The Temple of Antoninus and Faustina dates from AD 141 and was dedicated by the Senate first to Faustina, wife of Emperor Antoninus Pius (138-161) and then to Antoninus when he died in 161.
An interesting piece of marble that caught my attention.
The cult of Vesta was one of the oldest and most important cults of Roman religion. Vestal Virgins tended the sacred fire of Rome, its life force. Except for the Pontifex Maximus, men were forbidden to enter the temple.
The House of the Vestal Virgins was attached to the Temple.

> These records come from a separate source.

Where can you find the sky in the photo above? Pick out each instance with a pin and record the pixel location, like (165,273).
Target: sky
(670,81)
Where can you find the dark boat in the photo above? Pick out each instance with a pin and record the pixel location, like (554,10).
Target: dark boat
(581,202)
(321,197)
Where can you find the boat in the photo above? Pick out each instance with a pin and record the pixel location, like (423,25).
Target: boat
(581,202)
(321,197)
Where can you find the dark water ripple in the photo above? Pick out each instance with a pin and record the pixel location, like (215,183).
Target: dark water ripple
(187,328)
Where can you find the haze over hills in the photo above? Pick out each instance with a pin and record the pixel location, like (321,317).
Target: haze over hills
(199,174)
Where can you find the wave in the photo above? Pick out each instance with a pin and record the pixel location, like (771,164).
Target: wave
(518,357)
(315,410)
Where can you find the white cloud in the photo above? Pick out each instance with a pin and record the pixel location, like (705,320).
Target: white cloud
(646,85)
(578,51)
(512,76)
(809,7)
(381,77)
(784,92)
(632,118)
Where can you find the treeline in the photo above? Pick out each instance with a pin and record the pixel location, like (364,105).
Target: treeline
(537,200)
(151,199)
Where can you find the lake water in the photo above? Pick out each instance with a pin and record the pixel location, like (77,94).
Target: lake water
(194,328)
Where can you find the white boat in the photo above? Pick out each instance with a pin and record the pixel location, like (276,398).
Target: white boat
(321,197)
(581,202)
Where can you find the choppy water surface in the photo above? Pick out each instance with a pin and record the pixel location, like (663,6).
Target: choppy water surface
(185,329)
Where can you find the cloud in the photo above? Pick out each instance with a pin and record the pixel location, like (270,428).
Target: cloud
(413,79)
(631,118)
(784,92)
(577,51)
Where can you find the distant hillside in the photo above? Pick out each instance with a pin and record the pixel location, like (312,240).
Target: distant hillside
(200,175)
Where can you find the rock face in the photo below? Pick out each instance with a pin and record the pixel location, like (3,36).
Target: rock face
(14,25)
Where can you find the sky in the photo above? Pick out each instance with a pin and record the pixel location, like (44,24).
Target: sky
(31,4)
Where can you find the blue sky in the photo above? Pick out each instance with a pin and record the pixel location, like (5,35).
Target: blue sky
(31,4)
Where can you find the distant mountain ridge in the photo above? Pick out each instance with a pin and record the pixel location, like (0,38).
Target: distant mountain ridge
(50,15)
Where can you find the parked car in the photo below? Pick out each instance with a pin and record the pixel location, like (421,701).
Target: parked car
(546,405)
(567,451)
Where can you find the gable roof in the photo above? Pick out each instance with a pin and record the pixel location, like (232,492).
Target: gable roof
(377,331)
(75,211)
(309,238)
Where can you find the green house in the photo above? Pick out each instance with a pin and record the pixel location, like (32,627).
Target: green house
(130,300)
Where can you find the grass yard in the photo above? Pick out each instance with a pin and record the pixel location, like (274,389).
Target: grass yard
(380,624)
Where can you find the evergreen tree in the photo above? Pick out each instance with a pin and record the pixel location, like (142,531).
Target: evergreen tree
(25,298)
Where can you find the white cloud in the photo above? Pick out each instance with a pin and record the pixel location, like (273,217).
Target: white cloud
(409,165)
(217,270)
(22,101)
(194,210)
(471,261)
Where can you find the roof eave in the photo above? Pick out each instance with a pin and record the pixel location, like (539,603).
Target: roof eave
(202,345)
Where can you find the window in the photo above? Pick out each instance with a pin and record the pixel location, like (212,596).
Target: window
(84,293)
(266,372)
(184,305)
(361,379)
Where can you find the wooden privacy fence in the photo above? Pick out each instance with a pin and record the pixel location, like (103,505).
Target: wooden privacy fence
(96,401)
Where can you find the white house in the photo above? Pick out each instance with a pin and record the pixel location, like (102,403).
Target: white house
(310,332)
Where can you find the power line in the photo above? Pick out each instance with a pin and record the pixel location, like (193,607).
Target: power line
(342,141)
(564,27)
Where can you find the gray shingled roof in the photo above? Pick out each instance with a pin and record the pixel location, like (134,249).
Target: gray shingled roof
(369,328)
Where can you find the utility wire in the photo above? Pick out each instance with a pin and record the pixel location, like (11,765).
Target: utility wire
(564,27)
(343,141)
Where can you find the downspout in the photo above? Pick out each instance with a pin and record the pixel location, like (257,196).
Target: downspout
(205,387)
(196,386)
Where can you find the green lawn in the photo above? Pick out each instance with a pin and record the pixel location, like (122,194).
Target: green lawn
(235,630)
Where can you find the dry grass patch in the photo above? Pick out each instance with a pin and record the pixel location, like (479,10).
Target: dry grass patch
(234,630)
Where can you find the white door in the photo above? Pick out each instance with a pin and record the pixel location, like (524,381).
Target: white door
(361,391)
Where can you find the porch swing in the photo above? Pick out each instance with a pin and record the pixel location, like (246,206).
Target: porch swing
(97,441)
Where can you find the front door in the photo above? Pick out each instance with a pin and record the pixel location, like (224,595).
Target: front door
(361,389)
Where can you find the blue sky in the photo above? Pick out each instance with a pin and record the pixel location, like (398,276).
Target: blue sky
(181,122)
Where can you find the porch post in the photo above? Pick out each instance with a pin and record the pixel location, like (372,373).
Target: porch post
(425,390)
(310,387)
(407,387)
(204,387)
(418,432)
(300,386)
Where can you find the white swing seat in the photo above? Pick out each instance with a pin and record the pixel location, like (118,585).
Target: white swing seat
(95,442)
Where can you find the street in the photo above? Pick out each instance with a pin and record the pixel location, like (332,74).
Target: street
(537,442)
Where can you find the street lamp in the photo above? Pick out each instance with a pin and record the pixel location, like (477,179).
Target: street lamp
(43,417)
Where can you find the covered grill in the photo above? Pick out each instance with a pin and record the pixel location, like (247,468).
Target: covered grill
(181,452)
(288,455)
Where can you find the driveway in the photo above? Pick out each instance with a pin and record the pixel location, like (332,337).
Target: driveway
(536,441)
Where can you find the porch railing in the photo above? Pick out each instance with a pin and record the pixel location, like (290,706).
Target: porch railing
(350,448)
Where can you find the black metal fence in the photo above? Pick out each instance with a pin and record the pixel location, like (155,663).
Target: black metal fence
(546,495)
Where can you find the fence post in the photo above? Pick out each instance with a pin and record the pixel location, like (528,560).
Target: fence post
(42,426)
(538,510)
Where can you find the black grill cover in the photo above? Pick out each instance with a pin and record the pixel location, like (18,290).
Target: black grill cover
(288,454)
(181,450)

The women who became Vestal Virgins were chosen from aristocratic Roman families from the ages of 6 to 10. They served in this prestigious post for 30 years.
The Palatine Hill
This was the hill where the emperors lived in palatial palaces. 130 m long and once clad in decorated marble, the Neronian Cryptoporticus was an underground corridor that linked the huge imperial palaces of the Julio-Claudian period (1st century AD).
The Palatine Stadium, not its historical name, was part of the Flavian Palace (2nd half of 1st century AD). I was amazed by its size which I’m not sure the photo shows. The gardens and grounds covered an area of 160 x 48m, and the walls around it tower over it.
A view of the Roman Forum and the Capitoline Hill from the Palatine Hill.
In Michaelangelo’s courtyard outside the Capitoline Museums is a copy of the equestrian statue of Marcus Aurelius made in 1997.
Inside is the original dating from around AD 176-180.
I liked the statue of the Emperor Commodus (reigned AD 180-192), son of M. Aurelius, as Hercules. Commodus was not a popular emperor (Joaquin Phoenix played him in the film Gladiator), and he ended up being assassinated.
Another impressive statue was the Dying Gaul. It is a Roman marble copy of a Hellenistic bronze original which probably dates from the 2nd or 3rd century AD. Notice the Celtic torque around his neck.